The 38th installment of I Used to Love H.E.R., a series in which artists/bloggers/writers discuss their most essential or favorite hip-hop albums and songs, comes from Belief, who in 2006 dropped his great debut Dedication (featuring the likes of Murs and C-Rayz Walz and previously discussed here). Belief’s newest project is a 40-minute mixtape, Let It Breathe, available as a free download at his MySpace page.
In talking about his mix, Belief said he was “hoping to create a combination of the formats of Dilla’s Donuts and Girl Talk’s Night Ripper.”
“As an artist who had been limited by sample clearance issues, I needed to find an outlet for all this sampled music I’ve created that feels very meaningful but has been left to get dusty in my hard drive over the years due to not being able to find the right artist to write the right song, or labels not being willing to release sampled music.”
In his entry, Belief sheds some light on an overlooked Los Angeles gem by Freestyle Fellowship, a group that gave us, among others, Aceyalone.
- Belief | Let It Breathe mixtape (Zshare)
Freestyle Fellowship
Innercity Griots (4th & B’Way/Island, 1993)
This album represents the L.A. underground renaissance that I am a product of. The album came out during a time when people in that scene only respected innovativeness. Fellowship were the clear leaders of that movement. The beats were not 100% incredible on every song, but the ones that were are still some of my favorite beats ever. It took me a year or so to totally get into it, but eventually I realized it was somewhat of a Bible for me and other L.A. kids that were into underground hip-hop at the time.
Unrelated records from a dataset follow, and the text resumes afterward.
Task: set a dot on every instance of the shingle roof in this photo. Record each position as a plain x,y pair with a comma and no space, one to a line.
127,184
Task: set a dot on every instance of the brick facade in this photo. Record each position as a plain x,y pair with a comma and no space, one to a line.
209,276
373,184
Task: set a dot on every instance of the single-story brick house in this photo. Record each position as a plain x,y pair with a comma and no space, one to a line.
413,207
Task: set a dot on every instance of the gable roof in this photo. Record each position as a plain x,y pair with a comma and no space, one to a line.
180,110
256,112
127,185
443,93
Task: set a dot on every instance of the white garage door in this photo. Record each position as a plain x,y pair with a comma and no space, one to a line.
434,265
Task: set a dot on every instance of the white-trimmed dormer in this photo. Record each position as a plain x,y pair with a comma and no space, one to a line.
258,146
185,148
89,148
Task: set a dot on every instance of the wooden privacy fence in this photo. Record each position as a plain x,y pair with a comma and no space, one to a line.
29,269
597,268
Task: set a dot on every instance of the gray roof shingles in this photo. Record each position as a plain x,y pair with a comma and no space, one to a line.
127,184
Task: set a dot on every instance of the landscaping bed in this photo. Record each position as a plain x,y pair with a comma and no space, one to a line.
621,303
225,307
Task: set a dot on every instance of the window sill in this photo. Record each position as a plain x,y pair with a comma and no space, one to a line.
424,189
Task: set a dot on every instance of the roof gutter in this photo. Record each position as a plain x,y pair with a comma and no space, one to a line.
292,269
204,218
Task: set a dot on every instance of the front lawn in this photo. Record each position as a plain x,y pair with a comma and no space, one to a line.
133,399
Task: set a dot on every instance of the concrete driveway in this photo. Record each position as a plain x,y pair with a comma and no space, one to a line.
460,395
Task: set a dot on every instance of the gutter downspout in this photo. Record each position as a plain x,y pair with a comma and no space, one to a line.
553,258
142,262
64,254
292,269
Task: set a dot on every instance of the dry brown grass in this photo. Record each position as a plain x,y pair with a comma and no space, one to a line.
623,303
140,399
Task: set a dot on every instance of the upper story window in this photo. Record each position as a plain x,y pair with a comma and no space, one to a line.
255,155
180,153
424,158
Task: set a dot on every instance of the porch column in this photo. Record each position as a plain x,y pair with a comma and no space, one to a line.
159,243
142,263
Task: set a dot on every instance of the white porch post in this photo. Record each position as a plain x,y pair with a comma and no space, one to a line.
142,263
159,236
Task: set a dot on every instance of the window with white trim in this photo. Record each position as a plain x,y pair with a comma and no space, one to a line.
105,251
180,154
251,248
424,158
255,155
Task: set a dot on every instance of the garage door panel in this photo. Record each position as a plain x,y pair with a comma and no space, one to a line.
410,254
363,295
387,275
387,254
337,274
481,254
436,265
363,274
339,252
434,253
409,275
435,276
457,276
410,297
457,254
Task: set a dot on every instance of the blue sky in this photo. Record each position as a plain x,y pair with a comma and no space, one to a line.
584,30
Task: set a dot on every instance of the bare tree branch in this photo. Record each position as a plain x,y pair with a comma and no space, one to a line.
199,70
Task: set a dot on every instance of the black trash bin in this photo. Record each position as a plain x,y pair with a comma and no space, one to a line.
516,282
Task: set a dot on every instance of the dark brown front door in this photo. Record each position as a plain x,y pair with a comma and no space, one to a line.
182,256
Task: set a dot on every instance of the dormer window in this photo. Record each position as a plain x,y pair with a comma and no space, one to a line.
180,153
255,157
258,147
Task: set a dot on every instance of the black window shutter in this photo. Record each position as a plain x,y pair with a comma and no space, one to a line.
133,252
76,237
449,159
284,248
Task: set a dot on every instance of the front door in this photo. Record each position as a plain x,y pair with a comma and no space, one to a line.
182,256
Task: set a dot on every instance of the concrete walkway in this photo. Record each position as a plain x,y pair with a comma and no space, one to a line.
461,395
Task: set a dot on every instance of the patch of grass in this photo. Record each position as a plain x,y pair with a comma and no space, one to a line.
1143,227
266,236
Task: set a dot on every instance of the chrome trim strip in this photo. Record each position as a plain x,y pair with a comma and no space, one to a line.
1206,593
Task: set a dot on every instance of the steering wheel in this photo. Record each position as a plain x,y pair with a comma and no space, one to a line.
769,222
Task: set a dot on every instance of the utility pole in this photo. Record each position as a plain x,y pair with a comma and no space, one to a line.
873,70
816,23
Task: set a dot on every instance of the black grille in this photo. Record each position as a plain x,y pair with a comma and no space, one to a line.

They had a combination of street consciousness, artistic relevance and really pushed the envelope. This is what hip-hop music is all about to me, and especially West Coast hip-hop. It was a four-man group but they all were great and important to the sound. The production on Six Tray is so hard. P.E.A.C.E’s verses are chilling. Shammy’s is the ultimate booty anthem of all time and still gets love by L.A. DJ’s in the know. Mary is the ultimate weed classic. Bullies of the Block was too hard. DJ Kiilu’s little sister gave me the cassette when we went to Palm’s Jr. High together but I didn’t really understand its relevance until I went to high school and joined a crew called Suns of Kneeshak with some Living Legends members and our homegirl Faith. They are the ones who really put me on to it. Eventually I started hitting up the Good Life Café with them and to this day I’ve never seen a hip-hop movement so alive and innovative. Its what got me inspired to start making music.
Eventually I moved to NY and pretty much 100% across the board that album got dissed for being too out there. People preferred their hip-hop to be more meat and potatoes, simpler and more grounded. I would come home on breaks from school and our older homies who only listened to East Coast shit or Dr. Dre were finally coming around, 4 or 5 years later. I still take a listen to this album every once in a while for inspiration.